I know that sharks and things like that get bigger and gain weight, but why don’t my salt water fish ever get any fatter? They eat and eat and eat and eat and eat and eat but never get bigger or die from eating too much or anything. Is it a calorie thing or what?
Well I guess that a really fat rolly polly fish would have dificulty swimming and not be able to catch prey,thus losing “weight”
Really though fish do have visible fat. You can see it when cleaning a oily type fish. Around here carp, but salmon and trout are also oily fish.
Contaminates settle in the fat so most large fish are best thrown back rather than eaten.
Logically thinking only – I’m a very UNscientific person–they eat mostly plant and/or protein matter–few, if any, carbos–and they are almost constantly moving. Something like the principles of the Atkin’s Diet. ?

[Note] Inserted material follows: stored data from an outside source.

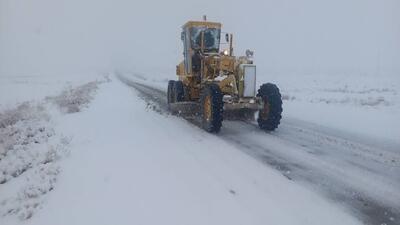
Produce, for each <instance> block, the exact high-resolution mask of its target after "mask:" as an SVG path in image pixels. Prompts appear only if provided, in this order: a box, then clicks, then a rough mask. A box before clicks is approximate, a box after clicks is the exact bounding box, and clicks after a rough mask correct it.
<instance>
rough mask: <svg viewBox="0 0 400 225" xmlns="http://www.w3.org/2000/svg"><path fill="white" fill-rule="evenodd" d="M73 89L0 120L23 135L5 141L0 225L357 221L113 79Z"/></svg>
mask: <svg viewBox="0 0 400 225" xmlns="http://www.w3.org/2000/svg"><path fill="white" fill-rule="evenodd" d="M97 87H98V90H97V91H96V90H92V89H96V88H97ZM72 90H74V91H67V92H64V93H61V94H60V95H58V96H56V97H49V98H47V99H48V101H49V102H48V103H47V102H42V103H41V106H42V107H44V108H43V109H42V110H43V113H46V114H48V115H47V116H45V117H44V116H43V115H41V114H40V113H36V112H35V110H30V112H31V114H33V115H34V116H33V117H36V118H32V119H31V118H19V121H18V122H16V123H14V124H8V125H7V126H6V128H2V133H3V134H4V135H9V133H8V129H17V130H20V131H18V135H20V136H22V137H20V139H21V140H22V139H24V140H22V142H23V141H25V142H28V143H27V144H24V143H19V142H18V140H17V141H15V142H13V143H8V144H9V145H11V146H12V149H10V150H9V151H7V152H6V153H4V154H3V156H2V159H1V161H0V162H1V164H3V165H8V166H2V167H0V168H2V173H3V177H4V178H3V182H2V184H1V186H0V187H1V191H2V193H7V194H5V195H2V199H1V202H2V204H1V205H0V206H1V208H0V211H1V214H2V215H1V217H0V218H1V220H2V221H4V222H3V223H2V224H19V223H21V221H23V220H26V222H28V223H29V224H110V223H118V224H132V223H133V224H137V223H145V224H158V223H160V222H162V223H164V224H188V223H189V224H205V223H207V224H265V222H266V221H269V222H270V223H273V224H276V223H279V224H320V223H321V221H324V224H357V223H359V222H357V220H356V219H354V218H352V217H351V216H350V215H349V214H348V213H346V211H345V210H344V209H343V208H341V207H340V206H339V205H336V204H334V203H332V202H331V201H329V200H326V199H324V198H322V197H320V196H318V195H316V194H315V193H313V192H312V191H310V190H307V189H306V188H304V187H302V186H299V185H298V184H295V183H293V182H290V181H289V180H287V179H286V178H285V177H284V176H281V175H280V174H279V173H278V172H276V171H274V170H273V169H270V168H268V167H265V166H263V165H262V164H261V163H259V162H257V161H256V160H254V159H252V158H251V157H249V156H247V155H246V154H243V153H242V152H241V151H239V150H238V149H236V148H235V147H234V146H232V145H230V144H229V142H225V141H223V140H221V139H219V138H218V137H215V136H213V135H211V134H208V133H206V132H204V131H202V130H201V129H198V128H196V127H193V126H191V125H190V124H188V123H187V122H185V121H183V120H181V119H179V118H176V117H171V116H169V115H162V114H158V113H157V112H154V111H153V110H151V108H148V107H146V104H145V102H144V101H143V100H141V99H140V98H139V97H138V96H137V93H136V92H135V91H134V90H133V89H131V88H129V87H127V86H124V85H123V84H122V83H120V82H119V81H118V80H117V79H115V78H113V81H112V82H106V83H101V84H98V83H89V84H86V85H84V86H78V87H77V88H75V89H72ZM92 92H93V93H96V94H95V98H94V99H93V100H92V101H91V102H90V103H88V101H89V100H90V99H91V97H90V96H92V95H91V94H90V93H92ZM67 93H70V94H71V95H72V96H69V95H68V94H67ZM76 95H78V96H79V97H78V98H79V99H84V101H82V100H79V101H77V100H76V99H75V98H74V96H76ZM115 98H117V99H118V101H115ZM54 102H56V104H55V105H56V106H61V108H64V109H63V110H61V113H60V112H59V111H57V110H56V109H59V107H58V108H57V107H56V108H55V109H54V108H53V107H51V105H54V104H53V103H54ZM60 102H61V104H59V103H60ZM71 102H73V107H72V109H73V110H72V111H69V110H68V109H69V108H68V107H69V106H70V105H69V104H70V103H71ZM76 102H82V104H83V105H84V106H86V107H85V108H80V107H78V108H76V106H80V105H81V104H80V103H78V105H76V104H75V103H76ZM47 104H50V105H47ZM86 104H88V105H86ZM65 106H67V108H66V109H67V110H66V109H65ZM87 106H89V107H87ZM47 107H49V108H47ZM81 109H82V112H81ZM2 115H3V114H2ZM31 120H36V121H37V124H38V128H37V131H36V130H35V127H32V126H34V124H33V123H32V122H31ZM25 129H26V130H28V131H31V130H32V134H30V133H24V132H28V131H25ZM188 130H190V132H188ZM42 133H43V134H42ZM43 136H44V137H43ZM177 136H178V137H179V139H180V142H179V144H178V143H177V142H173V141H171V139H174V138H176V137H177ZM16 139H17V138H16ZM31 139H32V141H31ZM7 140H8V139H7ZM36 140H37V141H39V143H36ZM33 156H36V157H33ZM15 157H16V158H19V159H20V161H21V162H18V164H17V163H16V162H17V161H18V160H15ZM24 163H25V164H27V165H25V169H23V168H24ZM9 165H13V167H15V168H12V167H10V166H9ZM11 169H13V171H9V170H11ZM8 174H10V175H8ZM88 209H90V210H88ZM111 209H112V210H111ZM155 214H156V215H157V216H154V215H155ZM26 222H25V223H26Z"/></svg>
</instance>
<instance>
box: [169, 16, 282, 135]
mask: <svg viewBox="0 0 400 225" xmlns="http://www.w3.org/2000/svg"><path fill="white" fill-rule="evenodd" d="M221 27H222V25H221V23H216V22H208V21H207V20H206V19H205V18H204V20H203V21H189V22H187V23H185V24H184V25H183V26H182V33H181V39H182V42H183V49H184V50H183V56H184V60H183V61H182V62H181V63H179V65H177V66H176V74H177V75H178V77H179V80H178V81H174V80H170V81H169V82H168V93H167V98H168V99H167V100H168V106H169V108H170V110H171V111H172V112H173V113H180V112H182V111H185V110H186V111H187V110H190V111H194V113H195V114H196V115H197V116H200V120H201V126H202V127H203V128H204V129H205V130H206V131H208V132H215V133H217V132H219V131H220V128H221V126H222V120H223V119H224V117H225V118H228V119H230V118H234V119H239V120H249V119H250V120H254V119H255V118H256V117H257V122H258V125H259V127H260V128H261V129H263V130H267V131H271V130H274V129H276V128H277V127H278V125H279V123H280V120H281V114H282V99H281V94H280V92H279V89H278V87H277V86H276V85H274V84H271V83H266V84H263V85H261V86H260V88H259V89H258V91H257V92H256V65H255V64H254V63H253V60H252V57H253V53H252V52H251V51H249V50H247V51H246V56H239V57H238V56H234V55H233V35H232V34H225V35H224V36H225V43H221ZM222 44H226V47H227V48H226V49H223V50H221V51H220V46H222ZM257 112H258V113H257ZM256 114H257V115H256Z"/></svg>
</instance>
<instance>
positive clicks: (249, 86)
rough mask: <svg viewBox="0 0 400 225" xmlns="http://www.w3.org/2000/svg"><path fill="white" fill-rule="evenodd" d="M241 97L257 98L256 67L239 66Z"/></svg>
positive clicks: (239, 93) (252, 64)
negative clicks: (254, 96) (256, 97)
mask: <svg viewBox="0 0 400 225" xmlns="http://www.w3.org/2000/svg"><path fill="white" fill-rule="evenodd" d="M238 72H239V95H240V96H241V97H254V96H256V65H253V64H241V65H239V71H238Z"/></svg>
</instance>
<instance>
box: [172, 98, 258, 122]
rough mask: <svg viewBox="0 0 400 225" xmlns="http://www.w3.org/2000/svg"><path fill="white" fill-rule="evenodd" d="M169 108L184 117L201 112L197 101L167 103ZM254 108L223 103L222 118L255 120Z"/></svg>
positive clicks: (182, 116)
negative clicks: (168, 103) (224, 103)
mask: <svg viewBox="0 0 400 225" xmlns="http://www.w3.org/2000/svg"><path fill="white" fill-rule="evenodd" d="M169 110H170V111H171V113H172V114H173V115H178V116H181V117H184V118H191V119H194V118H198V117H200V116H201V115H199V112H201V106H200V104H199V103H197V102H176V103H170V104H169ZM255 112H256V110H255V109H251V108H236V107H231V106H230V104H225V105H224V112H223V118H224V120H245V121H254V120H255V117H254V115H255Z"/></svg>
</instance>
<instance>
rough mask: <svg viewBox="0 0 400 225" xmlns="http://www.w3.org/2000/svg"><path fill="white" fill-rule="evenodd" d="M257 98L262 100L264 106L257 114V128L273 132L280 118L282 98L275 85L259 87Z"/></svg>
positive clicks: (266, 85)
mask: <svg viewBox="0 0 400 225" xmlns="http://www.w3.org/2000/svg"><path fill="white" fill-rule="evenodd" d="M257 96H259V97H261V98H262V101H263V103H264V106H263V108H262V109H260V111H259V113H258V119H257V122H258V126H259V127H260V128H261V129H263V130H267V131H272V130H275V129H276V128H277V127H278V125H279V124H280V121H281V118H282V97H281V94H280V92H279V88H278V87H277V86H276V85H275V84H271V83H267V84H263V85H261V87H260V89H259V90H258V94H257Z"/></svg>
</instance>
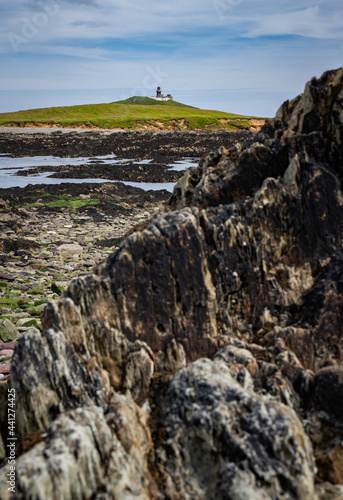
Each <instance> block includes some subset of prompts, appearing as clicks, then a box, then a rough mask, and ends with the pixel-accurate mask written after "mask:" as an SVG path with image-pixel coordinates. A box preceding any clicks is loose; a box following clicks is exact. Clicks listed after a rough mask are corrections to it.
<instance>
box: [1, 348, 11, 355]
mask: <svg viewBox="0 0 343 500" xmlns="http://www.w3.org/2000/svg"><path fill="white" fill-rule="evenodd" d="M13 353H14V351H13V349H2V350H1V351H0V356H13Z"/></svg>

I can tell you haven’t done much fishing steeljaw. Fish in the wild can get tremendously fat depending on the available feed.
I would suggest that the fish in your aquarium don’t get any bigger because of the limitations of their habitat.
Fish can and do get fat. Some record bass and catfish were quite “fat” relative to other “normal” bass and catfish. As a WAG I would imagine, however, it’s relatively rare for fish (salt or fresh) to put on weight as it would not tend to serve any useful evolutionary purpose vs the risks involved in not being able to move quickly enough to either catch prey or not be prey so the ability to accumulate significant fat deposits never developed.
steeljaw, how do you know they don’t get fat? Did you cut open your fish & look?
Fish in general don’t store and get fat like mammals because their metabolism works differently. In mammals the majority of energy used to “run the body” comes from carbohydrates, while extra fat is mosty packed on for a rainy day. Fish on the other hand get the majority of their energy from burning fat, and carbohydrates are relativly useless. The two main ingredients that make up the bulk of commercial salmon feed are fish meal (for protein) and fish oil (the fat used for energy). Fish also tend to have liquid oily fat as opposed to white crisco-like fat in their bodies. They need to have unsaturated fats in their bodies because they are cold-blooded and saturated fats become solids at the temperatures they normally live in. You can see white fat deposits in some farmed fish, especially salmon - although feed formulas and feeding practices have reduced this condition. The type of fish also tells you how fat they are likely to become. Blue tuna are almost constantly swimming at high speeds and would burn off more calories than a big old catfish hanging out in the swamp. Tropical (pet) fish food has even less fat than salmon feed, so it’s unlikely you’d ever fatten up a pet fish unless it was a lethargic bottom species and you fed it constantly… even then it wouldn’t get rolly-polly like an overweight cat; just well-rounded and hefty looking.
No, really, I’ve cleaned plenty of catfish that I would definately call “fatty,” usually when they 4 lbs or above.
Just my $.02.
Blubber, thats fish fat. Whales are big fat fish.
Uh, handy, whales are big fat mammals.
How come fish never get fat?
…cuz they eat fish?
You are right chriszarate, they are Cetaceans
Others have pointed out that some fishes can get quite fatty, so I’ll just second what’s already been said on that score.
Carbohydrates are not useless to fish, although they may be relatively rare in the natural diet of some fishes. Most carnivorous fish do use fats more efficiently than mammals, but fats make up a small fraction of their diet. In artificial situations, some fish can adapt to high fractions of carbohydrate in their diets:
From Bond, C.E. 1996. Biology of Fishes, Saunders College Publishing, p. 441-442.
I’m also under the impression (but not positive) that salmon feed contains an unusual amount of lipids for cultured fish (up to about 30%, I think), while feed for catfish measures in at less than 10% lipids with about 25% carbohydrate. According to Bond again…
Ibid, p. 442.
Yes! Fats can actually be dangerous to fishes if fed in excess, causing damage to the liver. I suspect pet fish food has a low fat content (especially in fats with high melting points, which are very difficult for fish to digest). This is the most likely reason for your fish not becoming fat.
It also occurs to me that fish may want to control the fraction of fats deposited in their bodies within a certain range for bouyancy control, however I’m not sure if this provides a more ultimate evolutionary reason for your fish not getting fat, just something to think about.